Moreover, clinical registration, plan announcement, and funding description are conducive for readers to judge the transparency and reliability of CP/CPPS clinical research. Our results also illustrate that researchers’ awareness of clinical research registration is relatively weak at this stage. Clinical trial registration is a basic requirement for high-level journals to publish articles. The articles in the clinical registry are only available in the last few years. Future CP/CPPS clinical research should ensure that studies are appropriately registered. Inadequate discussion of study findings may lead to publication bias, thereby exaggerating the effects of interventions. These studies we analyzed are relatively well done in the process of discussion.

The CONSORT statement has a total of 37 entries for the 25-item checklist, and the number of entries met by these studies ranged from 6 to 25. If both the number of entries and the Jadad score were high, we considered these studies to be relatively reliable and their quality to be acceptable. The screening was performed with the condition of ≥ 20 entries and a Jadad score of ≥ 4. A total of 15 studies met the requirements, and we considered these to be more formal and scientifically reliable papers.

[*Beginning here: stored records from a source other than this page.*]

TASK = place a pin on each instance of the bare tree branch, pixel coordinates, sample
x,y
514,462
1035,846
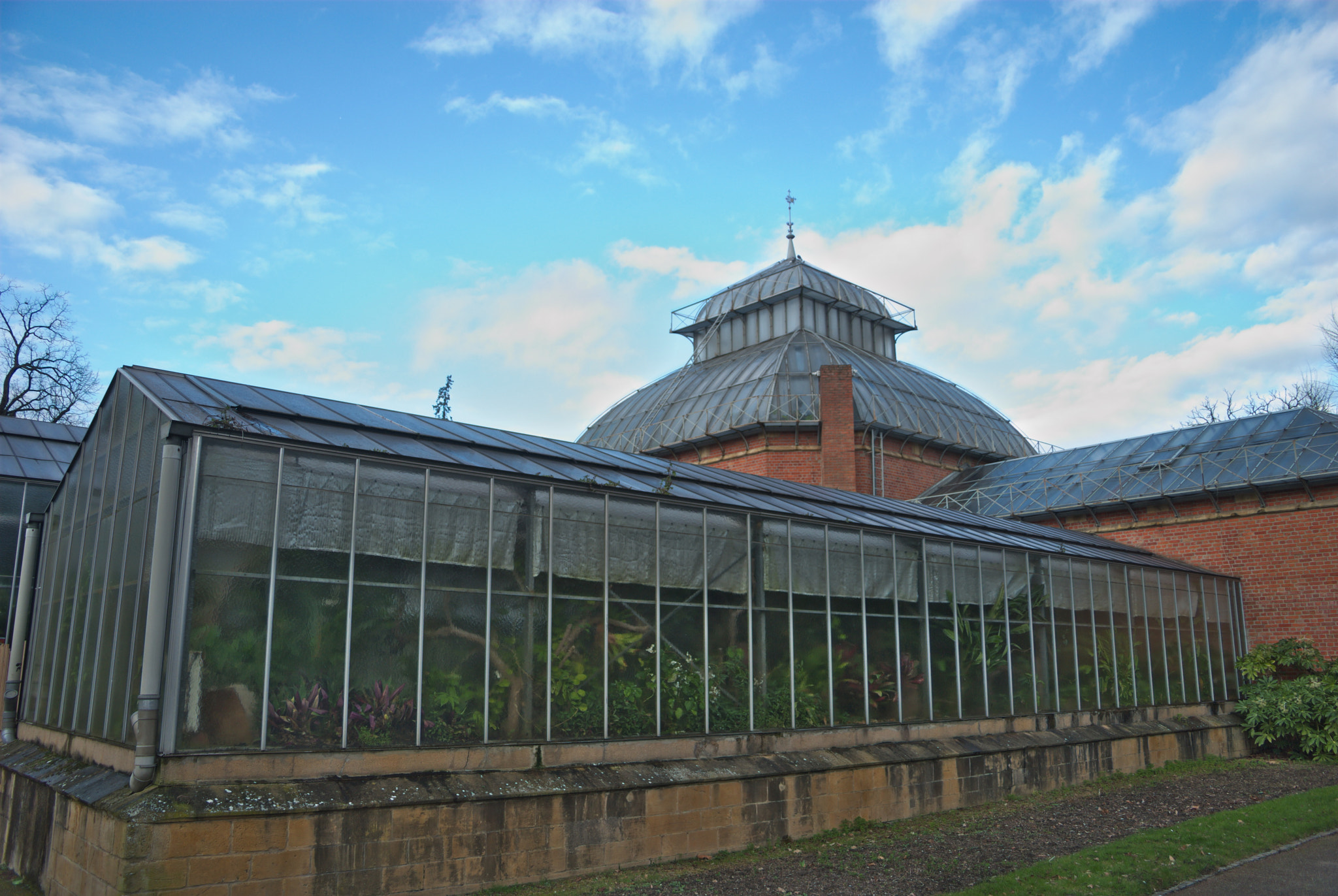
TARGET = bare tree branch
x,y
1329,343
43,371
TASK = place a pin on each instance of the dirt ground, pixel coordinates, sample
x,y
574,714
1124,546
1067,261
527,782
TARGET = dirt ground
x,y
952,851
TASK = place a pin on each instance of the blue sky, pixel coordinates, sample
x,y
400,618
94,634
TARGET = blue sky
x,y
1101,212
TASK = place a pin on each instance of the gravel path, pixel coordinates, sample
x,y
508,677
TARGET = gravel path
x,y
952,851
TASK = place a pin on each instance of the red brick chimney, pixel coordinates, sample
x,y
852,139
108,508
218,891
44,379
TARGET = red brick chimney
x,y
838,426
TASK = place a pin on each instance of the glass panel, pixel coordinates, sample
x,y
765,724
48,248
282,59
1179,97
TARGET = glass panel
x,y
1066,637
727,621
1044,685
1127,649
125,682
11,510
998,656
311,602
37,677
881,614
1084,634
1107,660
1017,597
813,625
1188,609
519,681
150,468
771,625
915,670
1171,635
1228,638
579,643
942,629
973,650
229,596
681,626
455,611
1206,653
1147,626
112,545
90,511
849,672
387,581
632,618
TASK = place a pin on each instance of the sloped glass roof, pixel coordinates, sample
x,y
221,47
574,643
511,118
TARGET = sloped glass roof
x,y
1267,450
37,450
794,277
224,407
776,383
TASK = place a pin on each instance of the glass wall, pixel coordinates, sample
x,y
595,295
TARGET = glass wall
x,y
18,499
85,652
339,602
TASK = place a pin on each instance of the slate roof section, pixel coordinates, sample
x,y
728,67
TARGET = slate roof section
x,y
796,277
269,413
775,383
37,450
1288,447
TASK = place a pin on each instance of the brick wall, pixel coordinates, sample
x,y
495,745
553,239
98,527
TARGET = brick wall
x,y
837,456
838,404
1282,545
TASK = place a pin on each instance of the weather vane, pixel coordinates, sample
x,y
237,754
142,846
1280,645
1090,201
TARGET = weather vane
x,y
790,222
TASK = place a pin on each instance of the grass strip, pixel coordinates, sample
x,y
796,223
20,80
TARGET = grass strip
x,y
1154,860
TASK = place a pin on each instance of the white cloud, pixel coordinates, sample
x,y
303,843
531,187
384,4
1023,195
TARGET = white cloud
x,y
320,353
1103,25
213,295
283,189
694,274
604,141
660,33
906,29
764,75
133,108
563,328
54,217
1260,165
1118,396
149,253
185,216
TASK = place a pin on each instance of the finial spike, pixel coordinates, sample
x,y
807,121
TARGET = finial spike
x,y
790,222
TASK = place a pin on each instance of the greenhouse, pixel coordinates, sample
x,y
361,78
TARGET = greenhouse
x,y
338,577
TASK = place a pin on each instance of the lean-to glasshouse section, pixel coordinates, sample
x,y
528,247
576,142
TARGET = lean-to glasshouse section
x,y
85,639
34,456
339,601
352,578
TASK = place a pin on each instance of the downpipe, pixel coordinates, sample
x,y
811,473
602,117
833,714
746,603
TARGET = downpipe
x,y
155,624
22,613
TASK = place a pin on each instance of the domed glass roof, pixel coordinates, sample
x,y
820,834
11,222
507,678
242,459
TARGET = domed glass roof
x,y
787,278
775,384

Through quality assessment, we found that some lower-quality RCT studies still managed to be published, which may include the following reasons. First, the treatments in these studies may be relatively new and the studies are still in the exploratory phase. Second, these studies were able to present scientific evidence that addressed some clinical questions or contradictions. Finally, although they do not follow a standardized protocol to improve the quality of the study, their data are realistic.

Generally speaking, the results of our study indicated that the quality of RCTs in the treatment of CP/CPPS needs to be improved, and care should be taken when accepting and using the results. These inadequacies included a lack of information on the nature of the experiment in the title, the estimated sample size, the absence of random grouping or unreasonable methods, a lack of blinding, the absence of graphs to represent the baseline data of subjects, no records on patient withdrawal and elimination, a lack of details about adverse events, and the absence of clinical registration. This missing information may cause readers to question the correctness and rationality of the relevant research design, making it difficult to promote the clinical application of treatments for CP/CPPS. When conducting future research, researchers should follow the internationally recognized CONSORT statement and use the improved Jadad scale to standardize the design and implementation of RCTs; correctly select randomization, blinding, and statistical methods; and pay attention to adverse reaction reports and clinical registration instructions. This strategy to improve the quality of RCTs will provide a more reliable basis for the promotion of clinical applications for the treatment of CP/CPPS.